# rough cut lumber question



## jad (Jan 23, 2008)

Was not sure where to post this question....
Got my hands on some rough cut cedar boards and would like to make a table for outside. I have some 4x4 for legs and 1x6 for the top. Is it possible to get a smooth finish with just sanding? 
I know a planer would be the best but I do not have one or know anyone who does.
Would you need a belt sander or would a palm sander work?


thanks


----------



## ddawg16 (Aug 15, 2011)

I think your doing it backwards....if you want smooth...buy ceader that is already smooth....that's assuming you don't have a planner.

Your going to spend more money on sandpaper than what you saved buying the rough cut....besides...rough cut is kind of hard to get and most people either want it rough or already have a planner.


----------



## jad (Jan 23, 2008)

I already have the wood, it was a next to nothing find at a garage sale
Really nice pieces of red cedar :thumbsup:
Now I just have to do something with them.
Another tool I do not have is a biscuit joiner but I do have a pretty good table saw.

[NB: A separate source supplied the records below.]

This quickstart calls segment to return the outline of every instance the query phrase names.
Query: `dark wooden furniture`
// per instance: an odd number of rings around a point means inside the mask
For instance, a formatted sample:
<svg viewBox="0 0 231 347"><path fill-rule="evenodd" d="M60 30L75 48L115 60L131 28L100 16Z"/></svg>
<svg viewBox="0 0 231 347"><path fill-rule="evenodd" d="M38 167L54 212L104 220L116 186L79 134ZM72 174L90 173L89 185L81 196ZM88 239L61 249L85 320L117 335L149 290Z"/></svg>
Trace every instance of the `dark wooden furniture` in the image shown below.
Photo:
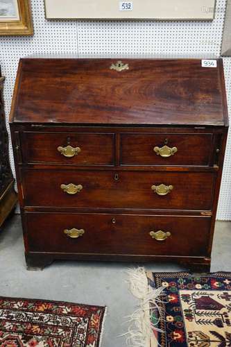
<svg viewBox="0 0 231 347"><path fill-rule="evenodd" d="M209 269L228 132L221 60L22 59L10 122L28 269Z"/></svg>
<svg viewBox="0 0 231 347"><path fill-rule="evenodd" d="M0 227L17 201L8 156L8 135L6 128L3 96L4 79L0 70Z"/></svg>

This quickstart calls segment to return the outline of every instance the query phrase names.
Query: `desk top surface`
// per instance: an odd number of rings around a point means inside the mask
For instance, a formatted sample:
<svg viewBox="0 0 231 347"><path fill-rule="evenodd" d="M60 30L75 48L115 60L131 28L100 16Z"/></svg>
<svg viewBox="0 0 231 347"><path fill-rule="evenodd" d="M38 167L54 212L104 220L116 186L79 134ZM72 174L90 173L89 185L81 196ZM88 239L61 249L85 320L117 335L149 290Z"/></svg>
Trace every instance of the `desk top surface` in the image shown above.
<svg viewBox="0 0 231 347"><path fill-rule="evenodd" d="M226 126L223 63L216 62L23 58L10 121Z"/></svg>

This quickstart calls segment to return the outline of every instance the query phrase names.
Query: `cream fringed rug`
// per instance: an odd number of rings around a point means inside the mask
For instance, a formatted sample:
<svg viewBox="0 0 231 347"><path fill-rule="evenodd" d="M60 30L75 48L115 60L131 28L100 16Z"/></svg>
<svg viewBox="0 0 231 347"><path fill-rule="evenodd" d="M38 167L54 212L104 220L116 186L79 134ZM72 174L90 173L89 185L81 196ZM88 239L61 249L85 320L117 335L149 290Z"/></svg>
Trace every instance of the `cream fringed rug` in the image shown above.
<svg viewBox="0 0 231 347"><path fill-rule="evenodd" d="M128 271L140 299L130 319L132 347L230 347L231 273Z"/></svg>

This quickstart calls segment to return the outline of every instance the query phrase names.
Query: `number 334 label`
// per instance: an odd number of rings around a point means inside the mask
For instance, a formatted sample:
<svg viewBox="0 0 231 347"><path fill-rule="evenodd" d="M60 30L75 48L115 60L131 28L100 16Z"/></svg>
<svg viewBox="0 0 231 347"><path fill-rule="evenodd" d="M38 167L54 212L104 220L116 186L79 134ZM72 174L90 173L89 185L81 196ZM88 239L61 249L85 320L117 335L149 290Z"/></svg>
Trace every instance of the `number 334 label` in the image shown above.
<svg viewBox="0 0 231 347"><path fill-rule="evenodd" d="M132 11L133 10L132 1L119 1L120 11Z"/></svg>
<svg viewBox="0 0 231 347"><path fill-rule="evenodd" d="M216 60L215 59L203 59L201 60L202 67L216 67Z"/></svg>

I was wondering once I get nice clean straight cuts on the boards can they be joined together using the kreg tool. I have heard great things about the tool and was thinking of picking one up to have just not sure if it can be used in the case.


----------



## funfool (Oct 5, 2012)

For a outdoor table, I would leave spaced apart, for contraction and expansion.
You could sand the pieces. Would take forever and lots of paper.
Might be worth checking with a local cabinet or wood working shop, would only take a few min to run them through a planer.
I would expect you to spend at least $50 on paper alone to do the job, plus so many hours it would be easy to lose interest in the project.


----------



## joecaption (Nov 30, 2011)

Getting the pieces tight enough to butt and not have a gap would also require a jointer.


----------



## Mark Harvey (Apr 20, 2009)

*rough wood*

Another option is to rent a planner from a local home improvement store or rental outlet. Same with a jionter, assuming you know how to use one.


----------



## user1007 (Sep 23, 2009)

1 x 6 cedar is going to warp, cup, etc. like crazy if used as an outdoor table surface. Planed, or sanded, it will be even thinner.


----------



## funfool (Oct 5, 2012)

sedester brings up good point.
When I think of rough cut lumber, A 1x6 will be about 1 1/8" thick and a full 6" wide,
If this cedar is rough and 3/4"x5.5" you have cedar fence boards.


----------



## woodworkbykirk (Sep 25, 2011)

joes right. if you want flat smooth boards you need to run it through a jointer first. then the table saw then to the thickness planer.. if you plan on laminating the boards on the edge i would get it to a working thickness then join them.. then pass them through the planer again to even oiut hte joint then go to the sanders


----------



## ratherbefishing (Jan 13, 2011)

A palm sander would take forever, and a ream of sandpaper. A belt sander or RO would be faster. You may get smooth, but you won't get flat. If you don't want to buy/own a planer, buy a good sized hand plane. That's the way it was done for years, and still works better than you'd think.


----------



## mae-ling (Dec 9, 2011)

you can joint with a sanding disk on a table saw, although i have never done it.


----------



## woodworkbykirk (Sep 25, 2011)

ive never heard of using sanding discs on a table saw to joint. but making an auxiliary fence and blade will work


----------



## mae-ling (Dec 9, 2011)

I've even seen a large grinder with a rough sanding disk mounted in a bench so the disc is up and then running board over that to smooth the surface.


----------



## user1007 (Sep 23, 2009)

Folk, I still say the OP is in trouble planing an outdoor table top down---by whatever means---less than an inch thick but 6" wide. First bit of moisture that gets to it and those boards are going to cup, warp and split at their fasteners if not just for fun along the grain. Maybe a grade kiln dried might last a few years but something tells me this scrap find is not heartwood.


----------



## carpdad (Oct 11, 2010)

You can try ripping the 1x6 into half. Run the rough side on table saw, just getting rid of fiber but not smooth, then finish with orbital sander. Start with 60 then 80. It will not be indoor furniture quality but that is not what you are making. Bevel the top edge a little to even out the surface and hold them together with a cleat and screws from underneath with 1/8 gap between boards. Steel nails will leave dark stains around them.
If you want to protect it, apply uv protecting finish, but you may see some to none of the cedar.


----------



## carpdad (Oct 11, 2010)

Even for pros using the table saw this way is dangerous. I just wanted to remind you. Jig that both rides on fence and pushes the board would be ideal.:thumbsup:


----------